Our senator likes to brag a lot on the national stage about the Texas mystique. It’s a quality we might like, if his way of doing it – and his rank hypocrisy – didn’t make Texans look cartoonish.


A mythic Texan says what she means and means what she says. Cruz didn’t just disagree with Trump when they ran against each other for president – Trump whipped him like an impatient buggy driver punishing a slow horse, if you remember – Cruz called Trump a pathological liar, a con man and a world-class narcissist unfit to hold public office.


That’s saying what you mean – except Cruz quickly reversed himself as Trump consolidated his hold on power. Soon, Cruz became a slavish vassal, lavishing praise on the president. Some Republicans quietly made peace with the president’s character as a trade-off for policies they supported. Cruz reversed himself on a racetrack, revved his engines, and sped the opposite direction, driving backwards, honking his horn and waving flags.


Texans admire people who stand by their friends, and their convictions, in fair weather or foul. Donald Trump nicknamed Cruz “Lyin’ Ted,” insulted his wife’s virtue, and accused his father (falsely) of being a killer. He ridiculed many programs and friends Cruz had worked for over the years.


The response? Cruz became that side-kick we all recognize from B movies, the one that gets pushed around but keeps coming back. If this were a Dickens novel, it would be written this way: He put a smile on his face, looked down at his gruel of crow, and said cheerily, “Please sir, may I have some mo’e?”


Virtually no one who follows politics closely believes Cruz was sincere in his concern about the election results. Cruz’s legal background means he knows these conspiracy theories have already been played out in court – often before Republican judges – and rejected.


His education and historical knowledge mean he knows there are no credible or unprecedented charges here. And he knows that President Trump’s own national election security described this as one of the most secure and fair elections in the country’s history.


Mythic Texans put themselves on the line when it matters. They explore space, extend science, lead platoons in combat, push beeves up a lonely trail against all odds; they draw lines in the sand, at places like the Alamo, no matter the consequences.


Ted Cruz? He’d have been great fighting for democracy in 1836 – if what Sam Houston, Juan Seguin, and William Barret Travis had needed was a poll of party members instead of Bowie knives, guts and leadership.


Watching Cruz game the system for publicity, undermining people’s faith in democracy by giving credence to disproven charges and wild conspiracies is a sorry sight that stands in stark contrast to some of the truly mythic figures who have represented this state.
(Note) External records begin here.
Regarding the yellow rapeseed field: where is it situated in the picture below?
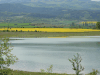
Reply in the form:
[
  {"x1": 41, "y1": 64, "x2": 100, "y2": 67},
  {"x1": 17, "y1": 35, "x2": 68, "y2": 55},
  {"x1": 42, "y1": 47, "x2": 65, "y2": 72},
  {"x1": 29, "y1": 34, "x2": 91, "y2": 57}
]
[
  {"x1": 0, "y1": 28, "x2": 100, "y2": 32},
  {"x1": 80, "y1": 21, "x2": 97, "y2": 24}
]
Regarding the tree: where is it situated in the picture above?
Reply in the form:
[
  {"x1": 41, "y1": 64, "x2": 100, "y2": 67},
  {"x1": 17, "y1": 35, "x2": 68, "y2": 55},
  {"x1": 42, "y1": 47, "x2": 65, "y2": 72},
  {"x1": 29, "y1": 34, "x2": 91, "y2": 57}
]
[
  {"x1": 96, "y1": 22, "x2": 100, "y2": 29},
  {"x1": 69, "y1": 53, "x2": 84, "y2": 75},
  {"x1": 0, "y1": 38, "x2": 18, "y2": 73}
]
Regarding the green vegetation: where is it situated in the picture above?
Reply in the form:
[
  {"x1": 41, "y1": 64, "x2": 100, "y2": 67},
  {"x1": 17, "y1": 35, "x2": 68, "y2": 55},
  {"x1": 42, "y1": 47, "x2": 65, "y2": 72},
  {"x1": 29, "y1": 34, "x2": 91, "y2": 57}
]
[
  {"x1": 69, "y1": 53, "x2": 84, "y2": 75},
  {"x1": 96, "y1": 22, "x2": 100, "y2": 29},
  {"x1": 40, "y1": 65, "x2": 53, "y2": 73},
  {"x1": 89, "y1": 69, "x2": 99, "y2": 75}
]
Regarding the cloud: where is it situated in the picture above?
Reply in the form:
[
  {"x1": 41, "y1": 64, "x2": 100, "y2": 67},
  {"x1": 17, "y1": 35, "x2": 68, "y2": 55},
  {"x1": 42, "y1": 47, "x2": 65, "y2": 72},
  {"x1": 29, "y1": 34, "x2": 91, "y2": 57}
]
[{"x1": 91, "y1": 0, "x2": 100, "y2": 1}]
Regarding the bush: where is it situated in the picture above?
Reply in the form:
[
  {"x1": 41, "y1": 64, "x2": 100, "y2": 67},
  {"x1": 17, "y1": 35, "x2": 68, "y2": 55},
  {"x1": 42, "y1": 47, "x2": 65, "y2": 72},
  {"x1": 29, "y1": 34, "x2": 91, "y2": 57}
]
[
  {"x1": 96, "y1": 22, "x2": 100, "y2": 29},
  {"x1": 0, "y1": 68, "x2": 12, "y2": 75}
]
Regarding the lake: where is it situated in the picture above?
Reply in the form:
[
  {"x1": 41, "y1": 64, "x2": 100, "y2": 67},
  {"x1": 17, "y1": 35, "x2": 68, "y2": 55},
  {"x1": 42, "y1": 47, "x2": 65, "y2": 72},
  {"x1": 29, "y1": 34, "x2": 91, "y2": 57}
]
[{"x1": 9, "y1": 36, "x2": 100, "y2": 74}]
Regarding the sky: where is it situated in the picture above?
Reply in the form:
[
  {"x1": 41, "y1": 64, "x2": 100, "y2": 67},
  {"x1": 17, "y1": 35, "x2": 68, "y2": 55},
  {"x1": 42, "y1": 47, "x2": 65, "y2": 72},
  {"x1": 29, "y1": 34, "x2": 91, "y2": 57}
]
[{"x1": 91, "y1": 0, "x2": 100, "y2": 1}]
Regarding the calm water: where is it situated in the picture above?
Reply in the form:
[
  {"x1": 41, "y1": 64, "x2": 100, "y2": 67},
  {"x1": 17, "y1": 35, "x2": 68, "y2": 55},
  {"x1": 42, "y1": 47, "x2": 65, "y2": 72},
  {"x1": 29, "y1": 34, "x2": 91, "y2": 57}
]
[{"x1": 6, "y1": 36, "x2": 100, "y2": 73}]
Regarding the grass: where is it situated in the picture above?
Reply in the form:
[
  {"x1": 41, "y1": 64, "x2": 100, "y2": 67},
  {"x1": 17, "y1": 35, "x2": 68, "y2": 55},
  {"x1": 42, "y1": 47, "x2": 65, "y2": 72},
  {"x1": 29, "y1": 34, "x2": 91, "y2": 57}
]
[
  {"x1": 8, "y1": 70, "x2": 69, "y2": 75},
  {"x1": 0, "y1": 31, "x2": 100, "y2": 38}
]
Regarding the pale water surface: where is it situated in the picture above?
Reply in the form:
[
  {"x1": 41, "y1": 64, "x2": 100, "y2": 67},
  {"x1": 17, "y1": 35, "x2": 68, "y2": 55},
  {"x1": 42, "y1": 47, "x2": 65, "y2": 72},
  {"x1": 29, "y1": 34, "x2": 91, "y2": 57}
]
[{"x1": 7, "y1": 36, "x2": 100, "y2": 73}]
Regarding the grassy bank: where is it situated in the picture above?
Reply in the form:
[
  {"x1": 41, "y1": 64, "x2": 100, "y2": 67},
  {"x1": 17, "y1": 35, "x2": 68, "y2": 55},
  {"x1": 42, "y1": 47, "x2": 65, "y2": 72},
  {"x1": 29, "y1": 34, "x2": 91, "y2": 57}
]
[{"x1": 0, "y1": 31, "x2": 100, "y2": 38}]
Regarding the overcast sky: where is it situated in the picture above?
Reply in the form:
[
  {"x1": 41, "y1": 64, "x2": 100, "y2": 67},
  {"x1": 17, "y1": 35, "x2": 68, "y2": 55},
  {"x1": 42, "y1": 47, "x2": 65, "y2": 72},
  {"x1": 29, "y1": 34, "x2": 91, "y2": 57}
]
[{"x1": 92, "y1": 0, "x2": 100, "y2": 1}]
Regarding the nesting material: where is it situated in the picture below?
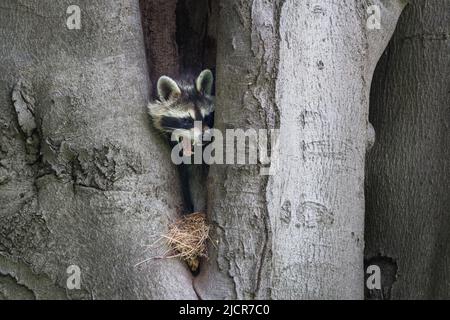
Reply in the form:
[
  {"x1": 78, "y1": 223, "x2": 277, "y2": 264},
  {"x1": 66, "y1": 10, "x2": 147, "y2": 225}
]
[{"x1": 164, "y1": 212, "x2": 209, "y2": 271}]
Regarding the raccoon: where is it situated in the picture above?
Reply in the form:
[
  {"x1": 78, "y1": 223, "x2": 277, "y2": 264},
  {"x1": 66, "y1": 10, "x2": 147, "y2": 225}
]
[{"x1": 148, "y1": 70, "x2": 214, "y2": 214}]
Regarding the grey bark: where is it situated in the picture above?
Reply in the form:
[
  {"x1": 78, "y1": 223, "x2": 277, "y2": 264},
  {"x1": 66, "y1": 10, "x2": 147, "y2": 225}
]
[
  {"x1": 194, "y1": 0, "x2": 404, "y2": 299},
  {"x1": 365, "y1": 0, "x2": 450, "y2": 299},
  {"x1": 0, "y1": 0, "x2": 196, "y2": 299}
]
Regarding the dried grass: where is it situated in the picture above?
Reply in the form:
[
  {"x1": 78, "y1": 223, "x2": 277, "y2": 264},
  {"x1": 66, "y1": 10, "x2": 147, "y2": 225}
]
[{"x1": 136, "y1": 212, "x2": 210, "y2": 271}]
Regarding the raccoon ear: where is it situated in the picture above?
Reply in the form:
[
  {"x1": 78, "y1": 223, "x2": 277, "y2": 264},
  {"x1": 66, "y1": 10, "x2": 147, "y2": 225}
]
[
  {"x1": 156, "y1": 76, "x2": 181, "y2": 100},
  {"x1": 195, "y1": 69, "x2": 214, "y2": 95}
]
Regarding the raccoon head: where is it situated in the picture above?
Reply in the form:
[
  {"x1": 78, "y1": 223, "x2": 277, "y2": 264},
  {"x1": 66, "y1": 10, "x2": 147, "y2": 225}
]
[{"x1": 148, "y1": 70, "x2": 214, "y2": 154}]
Hurrah for our senior U.S. Senator, John Cornyn, who put aside his own politics for a moment and, though he campaigned for Donald Trump, recognized that there comes a time when every elected officer should be willing to put country over party.


There is so much that needs doing, for our state, for its economy, to stop this virus, but Cruz spends his time playing dress-up political cowboy, hoping we will all be transfixed and applaud, too distracted to pay close attention, or to remember context.


For goodness sake, Senator Cruz, for the love of whatever it is you hold dear, if now – in the fresh days following a terrible year, in the midst of pandemic and financial crisis – if now is not the time to draw that line in the sand, to put aside petty political gamesmanship and instead show a candid world the stuff you are made of and why you deserve higher power, if now is not the time to stand for honor, to be a real Texan, then tell us, when is?